Do you as a native speaker of British English feel that Americanisms are in the process of replacing their British equivalents in British English?

4 Comments

  • Wynf Jones - 8 years ago

    I cringe whenever I hear British people say "gotten" or mention"cupcakes". This has always happened to some extent but in the past the traffic was more two-way. The internet's sped the process up ridiculously. We need to assert ownership of OUR language! The French protect their language, we should have the same pride. Step one would be for Brits everywhere to stop putting up with US spellings! Complain when Microsoft etc. foist them on us. MS products for example have settngs for different versions of Portuguese, Spanish & Chinese, but US English is the only option in many pieces of software.

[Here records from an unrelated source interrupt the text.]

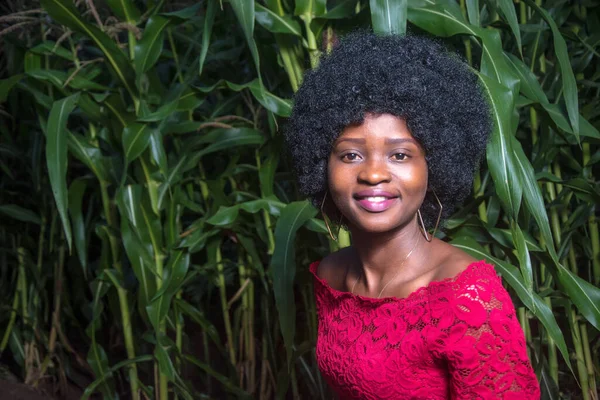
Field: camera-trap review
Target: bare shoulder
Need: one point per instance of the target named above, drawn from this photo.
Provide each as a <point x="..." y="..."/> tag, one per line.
<point x="334" y="267"/>
<point x="452" y="262"/>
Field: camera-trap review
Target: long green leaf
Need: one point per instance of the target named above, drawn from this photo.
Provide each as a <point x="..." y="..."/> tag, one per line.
<point x="56" y="157"/>
<point x="76" y="192"/>
<point x="149" y="48"/>
<point x="64" y="12"/>
<point x="569" y="85"/>
<point x="276" y="23"/>
<point x="209" y="19"/>
<point x="283" y="267"/>
<point x="499" y="151"/>
<point x="389" y="16"/>
<point x="531" y="300"/>
<point x="508" y="10"/>
<point x="19" y="213"/>
<point x="135" y="137"/>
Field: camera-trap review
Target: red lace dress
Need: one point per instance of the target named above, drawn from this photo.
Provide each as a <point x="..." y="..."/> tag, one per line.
<point x="458" y="338"/>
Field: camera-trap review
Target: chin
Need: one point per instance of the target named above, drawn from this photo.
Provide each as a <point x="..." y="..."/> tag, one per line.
<point x="381" y="224"/>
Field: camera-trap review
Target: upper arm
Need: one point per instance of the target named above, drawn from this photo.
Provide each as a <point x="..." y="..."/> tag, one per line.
<point x="485" y="347"/>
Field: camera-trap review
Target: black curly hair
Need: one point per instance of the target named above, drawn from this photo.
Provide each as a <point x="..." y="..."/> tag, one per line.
<point x="410" y="77"/>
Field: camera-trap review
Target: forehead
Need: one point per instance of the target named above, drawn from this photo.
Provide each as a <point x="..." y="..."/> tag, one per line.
<point x="377" y="126"/>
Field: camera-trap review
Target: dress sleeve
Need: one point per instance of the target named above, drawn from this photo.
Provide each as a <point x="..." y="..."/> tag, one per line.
<point x="482" y="343"/>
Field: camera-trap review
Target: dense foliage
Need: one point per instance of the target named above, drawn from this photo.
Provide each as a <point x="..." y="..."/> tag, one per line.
<point x="152" y="240"/>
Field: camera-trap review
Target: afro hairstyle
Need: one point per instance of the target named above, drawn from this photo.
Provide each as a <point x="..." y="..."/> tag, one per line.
<point x="411" y="77"/>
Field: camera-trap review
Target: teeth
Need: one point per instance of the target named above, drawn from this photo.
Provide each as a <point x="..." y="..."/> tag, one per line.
<point x="377" y="199"/>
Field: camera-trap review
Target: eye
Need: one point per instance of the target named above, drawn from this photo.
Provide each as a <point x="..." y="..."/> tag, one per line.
<point x="350" y="157"/>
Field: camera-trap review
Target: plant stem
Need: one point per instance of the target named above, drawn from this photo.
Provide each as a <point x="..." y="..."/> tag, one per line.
<point x="122" y="293"/>
<point x="224" y="308"/>
<point x="579" y="356"/>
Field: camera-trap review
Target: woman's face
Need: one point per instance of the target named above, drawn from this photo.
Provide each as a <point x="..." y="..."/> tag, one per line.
<point x="377" y="174"/>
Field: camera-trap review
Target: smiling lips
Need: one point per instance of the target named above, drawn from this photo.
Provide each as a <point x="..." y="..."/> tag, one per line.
<point x="375" y="200"/>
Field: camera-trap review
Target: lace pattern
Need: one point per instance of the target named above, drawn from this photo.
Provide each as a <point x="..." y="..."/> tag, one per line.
<point x="458" y="338"/>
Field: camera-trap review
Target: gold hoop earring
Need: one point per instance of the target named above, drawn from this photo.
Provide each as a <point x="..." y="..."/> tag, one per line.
<point x="428" y="237"/>
<point x="325" y="218"/>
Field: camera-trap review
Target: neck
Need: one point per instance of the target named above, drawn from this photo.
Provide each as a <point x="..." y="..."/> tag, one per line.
<point x="380" y="253"/>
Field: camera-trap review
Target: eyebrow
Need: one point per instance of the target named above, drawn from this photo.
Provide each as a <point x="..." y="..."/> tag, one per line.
<point x="387" y="141"/>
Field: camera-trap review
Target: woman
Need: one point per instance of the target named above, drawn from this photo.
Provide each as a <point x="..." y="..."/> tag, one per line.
<point x="385" y="135"/>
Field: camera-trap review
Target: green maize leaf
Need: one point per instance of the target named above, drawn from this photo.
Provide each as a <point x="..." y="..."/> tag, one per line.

  • Philip Wade - 9 years ago

    In addition to individual words and phrases such as movie for film, smart for clever, fix for mend, be fired for be sacked, throw up for be sick, constructions like, "She just went out" for "she's

    In addition to words & phrases such as movie for film, smart for clever, fix for mend, be fired for be sacked, etc, constructions such as "She just went out" for "She's just gone out", & "I don't have for "I haven't (got)" have become commonplace in British English in recent years. It seems to be a one-way process.

  • tracy - 9 years ago

    Doing the dishes,doing the laundry,heads up!No just No!

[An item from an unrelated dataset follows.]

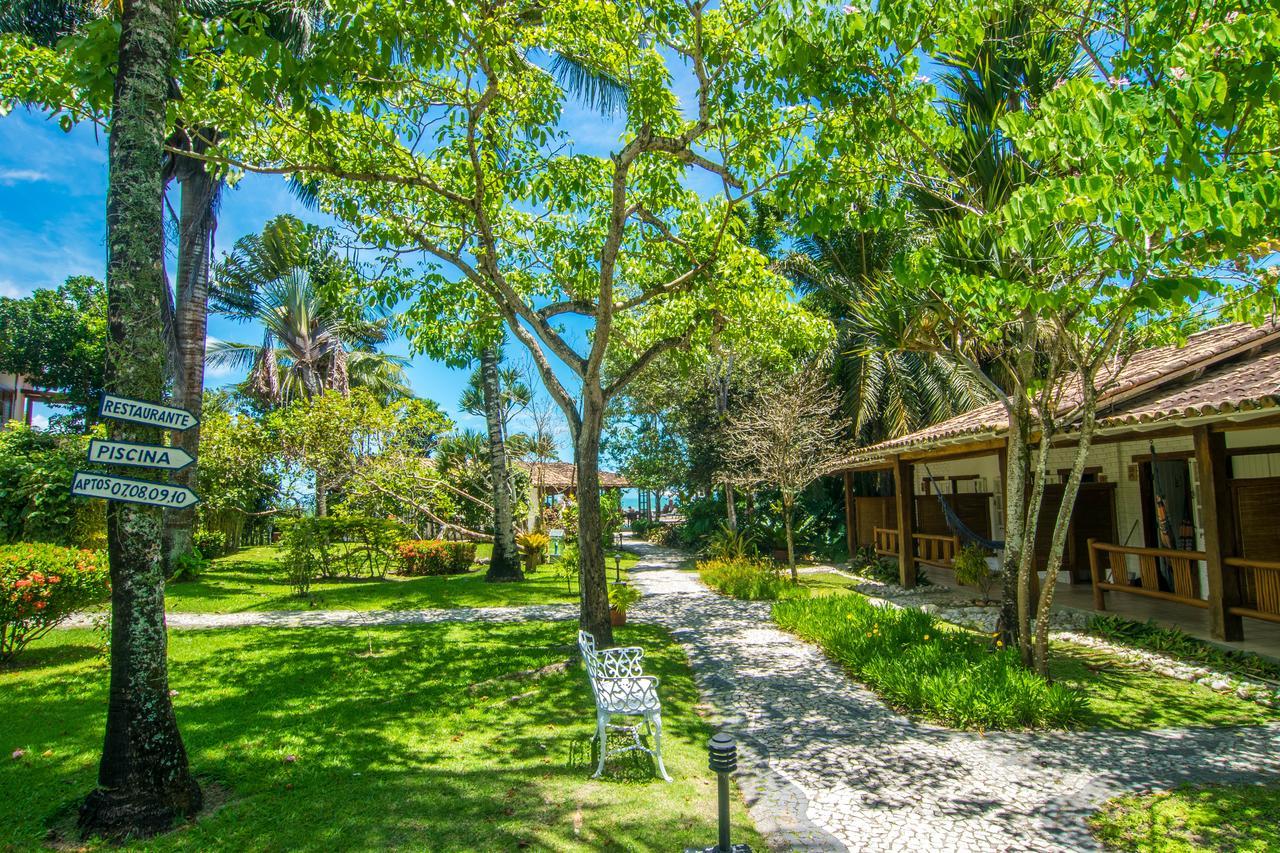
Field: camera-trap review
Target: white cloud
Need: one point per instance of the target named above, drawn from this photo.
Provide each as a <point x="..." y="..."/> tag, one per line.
<point x="9" y="177"/>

  • Alison Gibbs - 10 years ago

    I regularly hear 'my children are in school' when people mean that their children are of school age and so 'go to school' or 'are at school' (depending on the situation).

    However, I also regularly hear Americans complaining about Britishisms in American English (particularly, apparently, in the form of British swearing). Maybe we're all just influencing each other more and a merged, more international form of English is evolving.